Hamas: ostrzelaliśmy Izrael z terytorium Libanu
Siły Obronne Izraela (IDF) poinformowały w czwartek po południu, że z Libanu w kierunku północnej części kraju wystrzelono 20 rakiet, a armia odpowiada na te ataki ogniem artyleryjskim. Hamas wydał komunikat, w którym wziął na siebie odpowiedzialność za ostrzał z terytorium Libanu.
Hamas ogłosił, że wystrzelił około 30 rakiet na najbardziej wysunięte na północ izraelskie miasto Naharijję i również leżącą na północy miejscowość Szelomi - podał portal Times of Israel.
Jednocześnie libański Hezbollah podał, że trafił w pozycje IDF i kilka kibuców pociskami rakietowymi.
Z Libanu Izrael jest też atakowany kierowanymi pociskami przeciwpancernymi, dochodzi również do wymiany ognia. Jak przekazał wcześniej w czwartek CNN, IDF poinformowały, że przesunęły w pobliżu granicy z Libanem dodatkowe oddziały.

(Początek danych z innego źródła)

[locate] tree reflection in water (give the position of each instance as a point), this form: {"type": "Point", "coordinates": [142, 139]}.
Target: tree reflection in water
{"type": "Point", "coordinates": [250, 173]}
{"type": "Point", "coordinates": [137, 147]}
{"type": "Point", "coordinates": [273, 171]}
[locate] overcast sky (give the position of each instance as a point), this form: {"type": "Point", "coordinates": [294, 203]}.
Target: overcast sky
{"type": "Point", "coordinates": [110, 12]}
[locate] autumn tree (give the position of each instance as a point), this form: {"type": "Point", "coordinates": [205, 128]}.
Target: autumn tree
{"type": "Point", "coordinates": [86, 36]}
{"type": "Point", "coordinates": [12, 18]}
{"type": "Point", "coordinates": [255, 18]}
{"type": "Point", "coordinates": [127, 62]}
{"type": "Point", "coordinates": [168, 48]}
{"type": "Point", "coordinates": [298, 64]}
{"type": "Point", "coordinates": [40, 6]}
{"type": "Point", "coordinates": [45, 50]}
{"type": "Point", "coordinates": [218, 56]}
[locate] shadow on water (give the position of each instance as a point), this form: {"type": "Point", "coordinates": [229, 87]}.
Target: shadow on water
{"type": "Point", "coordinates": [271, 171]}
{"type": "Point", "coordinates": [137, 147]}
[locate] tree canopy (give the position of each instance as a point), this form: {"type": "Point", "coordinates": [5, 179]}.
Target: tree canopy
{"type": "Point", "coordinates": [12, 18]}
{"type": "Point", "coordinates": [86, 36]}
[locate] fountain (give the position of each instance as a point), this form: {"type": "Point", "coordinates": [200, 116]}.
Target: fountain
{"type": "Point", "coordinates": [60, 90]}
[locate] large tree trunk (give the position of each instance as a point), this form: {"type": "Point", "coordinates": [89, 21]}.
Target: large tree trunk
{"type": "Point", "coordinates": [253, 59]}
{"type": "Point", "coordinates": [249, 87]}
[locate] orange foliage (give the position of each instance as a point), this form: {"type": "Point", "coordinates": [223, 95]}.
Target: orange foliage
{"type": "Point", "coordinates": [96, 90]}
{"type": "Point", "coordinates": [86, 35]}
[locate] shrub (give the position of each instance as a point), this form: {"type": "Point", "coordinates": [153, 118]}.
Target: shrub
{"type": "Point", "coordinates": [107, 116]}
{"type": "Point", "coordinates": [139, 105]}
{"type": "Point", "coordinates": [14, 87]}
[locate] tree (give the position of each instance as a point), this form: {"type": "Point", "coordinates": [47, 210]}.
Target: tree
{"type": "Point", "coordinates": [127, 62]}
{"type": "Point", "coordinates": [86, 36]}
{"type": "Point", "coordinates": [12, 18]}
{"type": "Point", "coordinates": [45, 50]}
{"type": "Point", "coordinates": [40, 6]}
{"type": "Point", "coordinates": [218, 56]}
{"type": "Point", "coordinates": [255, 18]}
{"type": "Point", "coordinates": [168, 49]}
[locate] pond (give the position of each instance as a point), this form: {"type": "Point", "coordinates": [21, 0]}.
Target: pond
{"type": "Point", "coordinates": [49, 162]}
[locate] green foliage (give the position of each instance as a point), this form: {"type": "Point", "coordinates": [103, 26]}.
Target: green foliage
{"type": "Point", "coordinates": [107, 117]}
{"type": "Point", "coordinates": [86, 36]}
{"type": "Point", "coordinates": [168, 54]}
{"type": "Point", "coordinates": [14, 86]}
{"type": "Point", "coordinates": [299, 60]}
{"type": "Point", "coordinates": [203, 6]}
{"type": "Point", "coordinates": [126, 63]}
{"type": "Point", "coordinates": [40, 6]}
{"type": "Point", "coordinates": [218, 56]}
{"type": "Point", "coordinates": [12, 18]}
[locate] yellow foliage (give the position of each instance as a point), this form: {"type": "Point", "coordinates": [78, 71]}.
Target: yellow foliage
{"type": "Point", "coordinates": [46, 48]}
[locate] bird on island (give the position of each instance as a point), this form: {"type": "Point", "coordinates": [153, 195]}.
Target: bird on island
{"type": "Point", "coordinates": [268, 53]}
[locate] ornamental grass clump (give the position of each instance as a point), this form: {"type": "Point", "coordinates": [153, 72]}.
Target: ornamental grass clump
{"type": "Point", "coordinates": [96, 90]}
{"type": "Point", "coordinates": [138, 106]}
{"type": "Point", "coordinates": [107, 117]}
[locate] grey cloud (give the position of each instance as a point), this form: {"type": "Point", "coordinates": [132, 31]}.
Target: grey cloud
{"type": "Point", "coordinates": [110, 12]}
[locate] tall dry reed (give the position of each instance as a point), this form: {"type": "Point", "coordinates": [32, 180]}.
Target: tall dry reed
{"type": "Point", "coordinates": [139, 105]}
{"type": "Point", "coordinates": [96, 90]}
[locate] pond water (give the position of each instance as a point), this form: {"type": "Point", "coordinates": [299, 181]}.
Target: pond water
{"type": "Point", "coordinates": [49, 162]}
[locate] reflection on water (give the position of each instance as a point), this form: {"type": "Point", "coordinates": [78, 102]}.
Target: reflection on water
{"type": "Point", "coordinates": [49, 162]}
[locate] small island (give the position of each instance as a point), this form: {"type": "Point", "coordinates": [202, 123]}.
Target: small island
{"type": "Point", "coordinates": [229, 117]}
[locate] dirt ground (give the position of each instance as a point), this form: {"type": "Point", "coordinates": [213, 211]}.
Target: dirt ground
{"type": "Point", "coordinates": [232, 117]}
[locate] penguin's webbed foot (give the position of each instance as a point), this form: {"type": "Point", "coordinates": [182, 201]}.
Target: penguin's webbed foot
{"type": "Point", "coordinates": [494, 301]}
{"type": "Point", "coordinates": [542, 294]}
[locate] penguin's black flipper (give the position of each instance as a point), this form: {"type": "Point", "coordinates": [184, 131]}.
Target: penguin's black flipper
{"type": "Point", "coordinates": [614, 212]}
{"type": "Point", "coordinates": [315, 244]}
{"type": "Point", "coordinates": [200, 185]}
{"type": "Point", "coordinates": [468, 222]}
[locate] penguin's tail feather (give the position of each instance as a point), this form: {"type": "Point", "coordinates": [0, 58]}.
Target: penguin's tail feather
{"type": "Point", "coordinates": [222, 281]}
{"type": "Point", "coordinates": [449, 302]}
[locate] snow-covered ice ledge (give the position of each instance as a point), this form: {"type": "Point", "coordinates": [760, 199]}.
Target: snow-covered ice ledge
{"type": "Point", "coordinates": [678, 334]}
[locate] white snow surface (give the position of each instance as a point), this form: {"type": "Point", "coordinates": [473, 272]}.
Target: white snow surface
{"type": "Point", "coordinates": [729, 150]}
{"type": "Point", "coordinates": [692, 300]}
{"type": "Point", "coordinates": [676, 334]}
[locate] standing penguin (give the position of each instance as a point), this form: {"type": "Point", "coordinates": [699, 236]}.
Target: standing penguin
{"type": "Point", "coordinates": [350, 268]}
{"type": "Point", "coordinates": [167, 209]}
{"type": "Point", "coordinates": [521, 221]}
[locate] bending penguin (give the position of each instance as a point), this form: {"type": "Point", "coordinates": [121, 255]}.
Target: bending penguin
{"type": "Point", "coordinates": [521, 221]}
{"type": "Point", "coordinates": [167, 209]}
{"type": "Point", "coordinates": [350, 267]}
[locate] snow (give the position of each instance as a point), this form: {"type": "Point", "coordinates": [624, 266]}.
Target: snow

Ambasada Stanów Zjednoczonych w Libanie zaapelowała w czwartek rano do swoich obywateli, aby "planowali jak najszybszy wyjazd (z Libanu), dopóki dostępne są jeszcze opcje komercyjne". Z podobnym apelem wystąpiła ambasada brytyjska, a później również resorty spraw zagranicznych Norwegii, Danii, Szwecji i Niemiec.
13 października Izrael ostrzelał stanowisko obserwacyjne armii libańskiej na południu kraju, co było odpowiedzią na próbę przedarcia się grup uzbrojonych Palestyńczyków przez granicę. 10 października w stronę Izraela wystrzelono z Libanu 15 pocisków rakietowych; system Żelazna Kopuła przechwycił cztery z nich, a pozostałe spadły na niezamieszkane tereny i nie spowodowały strat.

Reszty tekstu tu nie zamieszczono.